Published: 13 Jul 2009 01:51:51 PST

* IRELAND

-- There is an acceptance in Ireland that it needs to pay for the over-leveraged years of the "Celtic Tiger" economy and trade unions have held off from strikes or industrial action.

-- Ireland unveiled a five-year austerity programme earlier this year to tackle the worst public finances in the euro zone.

-- Dublin is targeting 8 billion euros ($11.29 billion) in tax hikes and spending cuts in 2010-2011 on top of 3.3 billion euros ($4.60 billion) worth of measures detailed in an emergency budget in April, its second in six month. The government has also signalled that cuts to social welfare, a new carbon tax and property tax are on the cards for December.

-- Ireland aims to squeeze its budget deficit from an estimated 10.75 percent of GDP in 2009, proportionately the worst in the euro zone, to 3 percent by 2013, the EU limit.

* LITHUANIA

-- Lithuania discussed more budget cuts and tax hikes in June to prop up finances and protect its currency peg. A supplementary budget aimed to save 1 billion litas ($289.6 million), as the government repeated its prediction that the economy could shrink by 18.2 percent in 2009.

-- The government has also raised value added tax (VAT) rate to 19 percent from 18 percent, scrapped most VAT breaks, raised social taxes for the self-employed and excise duties on petrol and alcohol in the original budget 2009 approved at end-December. To help to balance the social budget, the government slashed transfers to private pension funds to 3 percent from 5.5 percent of social tax payments.

* ROMANIA

-- Romania's centre-left government has scrapped plans to hike public sector wages in 2009, reflecting IMF-mandated budget cuts. The six-month-old cabinet has enforced spending cuts accounting for roughly 1 percent of GDP.

-- It now expects the economy to shrink in 2009 as the global crisis has slashed lending, consumption and demand for Romanian goods abroad and forced it to secure 20 billion euros in IMF-led aid last March.
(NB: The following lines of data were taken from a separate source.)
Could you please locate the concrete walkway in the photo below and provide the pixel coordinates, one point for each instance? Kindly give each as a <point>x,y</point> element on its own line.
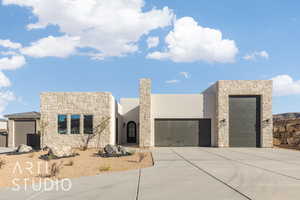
<point>192,173</point>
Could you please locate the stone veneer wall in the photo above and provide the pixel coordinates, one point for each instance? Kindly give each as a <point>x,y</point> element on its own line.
<point>99,104</point>
<point>146,137</point>
<point>257,87</point>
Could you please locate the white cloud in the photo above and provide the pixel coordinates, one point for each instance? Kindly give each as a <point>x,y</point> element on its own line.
<point>284,85</point>
<point>152,42</point>
<point>110,28</point>
<point>5,98</point>
<point>190,42</point>
<point>9,44</point>
<point>62,47</point>
<point>12,63</point>
<point>4,81</point>
<point>8,53</point>
<point>257,54</point>
<point>186,75</point>
<point>172,81</point>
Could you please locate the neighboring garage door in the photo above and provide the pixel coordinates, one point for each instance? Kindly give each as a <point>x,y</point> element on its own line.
<point>182,132</point>
<point>22,128</point>
<point>244,121</point>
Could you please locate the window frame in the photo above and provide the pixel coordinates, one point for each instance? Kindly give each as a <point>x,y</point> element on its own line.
<point>92,127</point>
<point>58,126</point>
<point>79,123</point>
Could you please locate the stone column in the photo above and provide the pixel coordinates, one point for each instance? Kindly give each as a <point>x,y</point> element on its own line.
<point>145,128</point>
<point>81,124</point>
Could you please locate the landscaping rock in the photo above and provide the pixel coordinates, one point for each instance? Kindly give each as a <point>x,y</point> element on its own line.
<point>123,151</point>
<point>59,152</point>
<point>114,151</point>
<point>24,148</point>
<point>110,149</point>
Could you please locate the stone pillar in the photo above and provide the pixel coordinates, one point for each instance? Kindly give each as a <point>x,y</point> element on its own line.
<point>68,124</point>
<point>81,124</point>
<point>11,133</point>
<point>146,134</point>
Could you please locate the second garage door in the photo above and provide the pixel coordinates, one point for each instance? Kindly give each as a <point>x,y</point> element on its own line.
<point>182,132</point>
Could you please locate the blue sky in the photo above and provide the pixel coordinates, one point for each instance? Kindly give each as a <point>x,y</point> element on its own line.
<point>260,40</point>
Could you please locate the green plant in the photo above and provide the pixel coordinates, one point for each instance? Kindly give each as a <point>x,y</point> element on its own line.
<point>104,168</point>
<point>2,163</point>
<point>69,163</point>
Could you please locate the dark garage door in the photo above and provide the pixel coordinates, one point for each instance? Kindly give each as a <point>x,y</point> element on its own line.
<point>22,128</point>
<point>182,132</point>
<point>244,121</point>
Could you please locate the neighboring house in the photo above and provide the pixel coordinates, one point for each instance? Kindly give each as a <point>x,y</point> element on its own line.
<point>228,113</point>
<point>21,126</point>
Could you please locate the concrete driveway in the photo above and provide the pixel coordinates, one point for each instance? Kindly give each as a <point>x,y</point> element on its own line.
<point>6,149</point>
<point>192,173</point>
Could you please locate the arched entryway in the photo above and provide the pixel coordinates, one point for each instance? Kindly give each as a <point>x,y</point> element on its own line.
<point>131,132</point>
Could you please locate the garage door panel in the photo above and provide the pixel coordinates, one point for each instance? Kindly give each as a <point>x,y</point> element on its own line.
<point>244,121</point>
<point>182,132</point>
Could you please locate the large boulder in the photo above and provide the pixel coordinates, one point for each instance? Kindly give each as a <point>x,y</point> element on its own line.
<point>59,152</point>
<point>115,151</point>
<point>22,148</point>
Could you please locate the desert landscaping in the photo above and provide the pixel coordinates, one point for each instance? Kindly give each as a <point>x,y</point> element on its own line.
<point>286,130</point>
<point>14,169</point>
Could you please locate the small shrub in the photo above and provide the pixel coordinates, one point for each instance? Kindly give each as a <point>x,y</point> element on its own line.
<point>55,169</point>
<point>69,163</point>
<point>2,163</point>
<point>141,157</point>
<point>104,168</point>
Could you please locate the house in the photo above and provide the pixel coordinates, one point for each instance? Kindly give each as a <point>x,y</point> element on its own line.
<point>230,113</point>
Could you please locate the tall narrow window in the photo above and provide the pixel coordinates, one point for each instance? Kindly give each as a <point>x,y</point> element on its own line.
<point>88,124</point>
<point>62,124</point>
<point>75,124</point>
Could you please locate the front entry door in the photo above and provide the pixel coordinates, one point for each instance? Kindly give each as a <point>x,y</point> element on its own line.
<point>131,132</point>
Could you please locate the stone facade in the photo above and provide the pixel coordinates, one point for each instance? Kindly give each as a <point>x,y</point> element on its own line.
<point>262,88</point>
<point>146,137</point>
<point>99,104</point>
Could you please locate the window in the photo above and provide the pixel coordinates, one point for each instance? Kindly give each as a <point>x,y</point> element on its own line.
<point>62,124</point>
<point>75,124</point>
<point>88,124</point>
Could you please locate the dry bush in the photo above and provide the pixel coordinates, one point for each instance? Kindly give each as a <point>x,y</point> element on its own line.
<point>2,163</point>
<point>55,169</point>
<point>104,168</point>
<point>142,156</point>
<point>69,163</point>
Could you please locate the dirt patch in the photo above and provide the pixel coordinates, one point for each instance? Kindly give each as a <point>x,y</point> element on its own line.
<point>286,146</point>
<point>17,168</point>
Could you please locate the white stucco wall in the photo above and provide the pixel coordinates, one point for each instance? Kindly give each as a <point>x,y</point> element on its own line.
<point>3,125</point>
<point>130,112</point>
<point>209,111</point>
<point>177,105</point>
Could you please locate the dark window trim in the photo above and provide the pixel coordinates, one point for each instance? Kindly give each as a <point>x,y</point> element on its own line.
<point>58,125</point>
<point>78,124</point>
<point>84,132</point>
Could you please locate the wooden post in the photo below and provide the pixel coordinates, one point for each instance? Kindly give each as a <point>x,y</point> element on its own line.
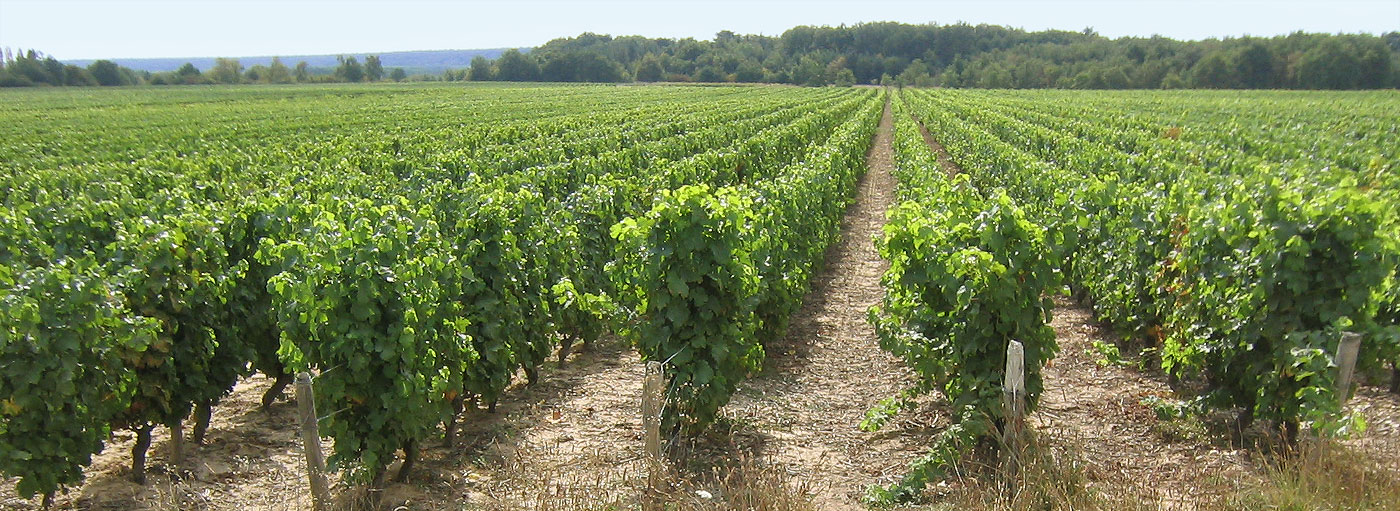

-- Under the terms of the IMF deal, Romania agreed to budget gap ceilings ranging from 1.6 percent of GDP at the end of the first quarter to 4.6 percent at the end of 2009. Bucharest will lower its deficits to meet the EU's 3-percent cap by 2011.

* SLOVENIA

-- Euro zone member Slovenia cut the planned 2009 budget spending last month for the second time this year and increased the expected budget deficit to 5.5 percent of GDP from 3.4 percent seen in March. The planned budget spending was cut mainly by cutting spending in defence and transport investments.